By capturing the rhythms of nature and adopting Messiaen's musical structures, the work explores new interactions between sight and sound, seeking methods for multi-sensory experiences. I want to reconstruct Messiaen's musical colors to portray the serene, transcendent moments of a sunset, enabling the audience to move beyond merely "seeing" the sunset of the West Coast of Korean Peninsula (Incheon area) to an immersive experience of "hearing and feeling" it. This creates the space (in this case, the exhibition place but it can be the inner world of people) for appreciating <OVER THERE>.
The most notable aspect of this exhibition is that the merging of forms and media does not dilute their unique characteristics. Instead, their formal properties are highlighted and placed in dialogue. In Sontag's philosophy, form lies at the heart of sensory experience. Through visual representations of color changes and light flows, and translating them into music, the exhibition offers a novel way to experience the resonance of color.

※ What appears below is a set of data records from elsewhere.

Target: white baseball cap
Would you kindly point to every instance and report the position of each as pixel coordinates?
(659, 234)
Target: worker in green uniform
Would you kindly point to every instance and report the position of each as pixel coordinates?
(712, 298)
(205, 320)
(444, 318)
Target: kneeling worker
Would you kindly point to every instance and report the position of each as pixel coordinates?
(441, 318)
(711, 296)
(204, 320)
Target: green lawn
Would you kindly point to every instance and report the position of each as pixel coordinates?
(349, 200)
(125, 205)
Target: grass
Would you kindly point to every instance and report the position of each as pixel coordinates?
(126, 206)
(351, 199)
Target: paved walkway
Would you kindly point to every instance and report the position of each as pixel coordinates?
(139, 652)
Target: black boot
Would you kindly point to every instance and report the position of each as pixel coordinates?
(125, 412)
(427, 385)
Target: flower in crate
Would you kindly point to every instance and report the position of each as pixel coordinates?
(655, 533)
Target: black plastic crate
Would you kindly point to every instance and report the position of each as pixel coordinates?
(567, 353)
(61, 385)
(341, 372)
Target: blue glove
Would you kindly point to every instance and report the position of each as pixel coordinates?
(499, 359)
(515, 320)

By moving beyond the interpretive approach Sontag criticized—the search for meaning—the exhibition provides the audience with an immediate sensory presence. The West Coast horizon is not merely a landscape but acts as a "pivot of sensory experience." Constantly shifting colors and the dynamic motion of light evoke a sense of vitality despite the horizon’s static nature. This integrated sensory moment becomes an "existential moment prior to interpretation."
The exhibition seeks to create a space where interpretation is unnecessary, a space of sensory fulfillment.
The static and dreamlike atmosphere of the horizon, as depicted in long-exposure photographs of the rippling waves during sunsets over the West Sea, combines with the modulated sounds of Messiaen's works. This interplay creates a sensory-immersive space for the audience.
A Journey to a World Deeper Than Interpreted Thought, Originating from Sensation
<OVER THERE> is an exhibition that transcends the boundaries of form and sensation by engaging with viewers through two axes: visual media and music. Within the interplay of light, color, waves, and horizon of the West Sea, the audience experiences a space that is simultaneously static and dynamic. The exhibition not only explores the integrated potential of sensation but also expands the boundaries of art, offering viewers a journey through the realm of sensory discovery.